Ese balance de la mediana edad podría servirnos de mucho si lo hiciéramos pensando solo en nosotros mismos, no en lo que pueden pensar los que nos rodean o incluso los desconocidos. Cuando uno tiene metas alcanzables, metas que se pueden conseguir con esfuerzo, con planificación, con persistencia, y las alcanza, el resultado es satisfacción, no siempre felicidad, pero sí satisfacción y tranquilidad. Parece que la palabra “contento” ha desaparecido de nuestro vocabulario. “Contento” ya no es bastante. Ni “tranquilo”, ni “satisfecho”. Todo tiene que ser hiperbólico y, claro, cuando uno se compara con lo máximo, siempre se queda corto.

Es evidente que siempre se puede tener más, ser más, aspirar a más, pero si uno o una se empeña en compararse hacia arriba será infeliz toda su existencia, se pasará la vida sin apreciar lo que tiene, siempre corriendo detrás de lo que aún no ha conseguido. Y un buen día (o uno malo) se acabará la vida y entonces, de repente, cuando te dicen que la cosa no tiene arreglo, todo lo que uno tenía y le parecía tan poca cosa se convierte en lo único que importa: la salud, el amor de los tuyos, la amistad, el poder salir a disfrutar de la naturaleza, comerse un bocadillo al sol, las flores de los almendros…

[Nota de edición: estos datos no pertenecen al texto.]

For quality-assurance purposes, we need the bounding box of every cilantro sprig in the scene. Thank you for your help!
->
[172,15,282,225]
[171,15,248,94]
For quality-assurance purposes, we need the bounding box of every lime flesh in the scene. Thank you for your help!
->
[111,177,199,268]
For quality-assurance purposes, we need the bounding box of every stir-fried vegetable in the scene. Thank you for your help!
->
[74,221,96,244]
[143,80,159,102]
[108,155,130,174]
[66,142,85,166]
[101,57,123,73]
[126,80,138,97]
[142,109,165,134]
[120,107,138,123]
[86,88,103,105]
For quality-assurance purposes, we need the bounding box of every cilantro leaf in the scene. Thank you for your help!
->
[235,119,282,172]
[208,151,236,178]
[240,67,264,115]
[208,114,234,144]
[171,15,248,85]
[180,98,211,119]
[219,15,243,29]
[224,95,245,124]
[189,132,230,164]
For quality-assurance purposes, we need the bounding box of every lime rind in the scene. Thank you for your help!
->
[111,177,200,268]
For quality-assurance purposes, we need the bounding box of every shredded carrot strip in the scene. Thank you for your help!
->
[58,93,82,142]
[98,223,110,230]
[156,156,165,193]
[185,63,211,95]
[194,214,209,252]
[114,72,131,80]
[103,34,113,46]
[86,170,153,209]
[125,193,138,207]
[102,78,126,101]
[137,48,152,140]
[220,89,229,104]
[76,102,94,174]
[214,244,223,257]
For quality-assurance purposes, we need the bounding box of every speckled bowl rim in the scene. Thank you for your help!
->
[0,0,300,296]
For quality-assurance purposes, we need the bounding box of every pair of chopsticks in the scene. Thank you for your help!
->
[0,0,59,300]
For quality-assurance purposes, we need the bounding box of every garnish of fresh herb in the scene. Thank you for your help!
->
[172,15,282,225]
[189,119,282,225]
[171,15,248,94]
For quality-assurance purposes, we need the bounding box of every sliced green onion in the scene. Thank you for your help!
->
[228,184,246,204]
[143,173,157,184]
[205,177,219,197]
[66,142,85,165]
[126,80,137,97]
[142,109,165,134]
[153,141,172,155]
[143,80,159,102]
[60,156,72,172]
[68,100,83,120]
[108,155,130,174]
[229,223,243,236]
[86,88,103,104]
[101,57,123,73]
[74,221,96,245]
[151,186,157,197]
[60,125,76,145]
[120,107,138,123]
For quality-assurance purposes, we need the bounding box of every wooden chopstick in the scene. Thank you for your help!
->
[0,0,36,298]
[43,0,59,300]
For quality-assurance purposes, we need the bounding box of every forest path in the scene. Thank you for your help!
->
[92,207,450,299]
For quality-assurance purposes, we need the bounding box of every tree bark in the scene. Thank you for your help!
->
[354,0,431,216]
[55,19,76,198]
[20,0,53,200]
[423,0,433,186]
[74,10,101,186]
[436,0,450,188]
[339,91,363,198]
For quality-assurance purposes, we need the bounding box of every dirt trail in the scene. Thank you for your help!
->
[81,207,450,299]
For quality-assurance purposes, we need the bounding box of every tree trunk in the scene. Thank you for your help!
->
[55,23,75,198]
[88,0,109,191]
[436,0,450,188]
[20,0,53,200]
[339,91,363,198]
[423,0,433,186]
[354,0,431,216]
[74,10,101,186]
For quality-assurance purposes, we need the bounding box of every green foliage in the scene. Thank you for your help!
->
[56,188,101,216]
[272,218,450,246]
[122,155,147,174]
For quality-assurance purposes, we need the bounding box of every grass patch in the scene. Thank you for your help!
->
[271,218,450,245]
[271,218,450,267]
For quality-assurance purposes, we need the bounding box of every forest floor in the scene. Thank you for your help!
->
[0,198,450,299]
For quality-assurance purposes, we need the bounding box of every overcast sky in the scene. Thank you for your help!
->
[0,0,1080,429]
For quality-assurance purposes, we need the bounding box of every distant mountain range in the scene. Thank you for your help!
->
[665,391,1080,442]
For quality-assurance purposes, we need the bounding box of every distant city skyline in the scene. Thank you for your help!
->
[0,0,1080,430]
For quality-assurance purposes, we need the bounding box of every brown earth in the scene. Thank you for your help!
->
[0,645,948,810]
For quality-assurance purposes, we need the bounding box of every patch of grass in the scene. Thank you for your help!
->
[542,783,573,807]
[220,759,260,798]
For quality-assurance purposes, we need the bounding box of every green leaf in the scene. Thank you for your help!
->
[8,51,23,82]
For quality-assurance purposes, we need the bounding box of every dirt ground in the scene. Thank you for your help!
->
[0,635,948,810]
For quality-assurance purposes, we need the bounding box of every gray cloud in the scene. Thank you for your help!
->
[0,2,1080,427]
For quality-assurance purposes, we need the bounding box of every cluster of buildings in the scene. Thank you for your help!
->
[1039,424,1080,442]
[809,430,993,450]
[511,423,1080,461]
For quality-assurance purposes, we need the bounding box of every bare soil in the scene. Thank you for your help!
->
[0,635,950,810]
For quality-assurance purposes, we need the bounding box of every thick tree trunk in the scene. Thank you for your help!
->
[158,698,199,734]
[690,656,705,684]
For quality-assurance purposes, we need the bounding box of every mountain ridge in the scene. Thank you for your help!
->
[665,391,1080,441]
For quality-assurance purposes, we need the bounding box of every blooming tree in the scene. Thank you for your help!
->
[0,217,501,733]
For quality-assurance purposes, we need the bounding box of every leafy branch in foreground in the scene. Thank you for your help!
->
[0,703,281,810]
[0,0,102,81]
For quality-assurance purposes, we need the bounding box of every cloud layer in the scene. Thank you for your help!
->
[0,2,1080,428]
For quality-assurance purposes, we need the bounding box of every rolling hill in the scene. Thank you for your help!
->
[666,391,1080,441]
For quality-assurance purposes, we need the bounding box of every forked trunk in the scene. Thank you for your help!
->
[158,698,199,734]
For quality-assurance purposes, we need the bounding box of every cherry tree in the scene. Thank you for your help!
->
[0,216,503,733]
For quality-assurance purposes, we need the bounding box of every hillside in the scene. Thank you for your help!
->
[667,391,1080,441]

Si en la crisis de la mediana edad, en el momento de hacer ese primer balance (no quiero asustar a nadie, pero luego vienen más) no te planteas concentrarte en lo positivo, corres el riesgo de acabar como unas cuatro mil personas que se suicidan al año en España porque no ven futuro, ni salida, ni aliciente, como Lucy Jordan, que salta desde su tejado para poder pasear por París en un deportivo con el viento revolviendo sus cabellos.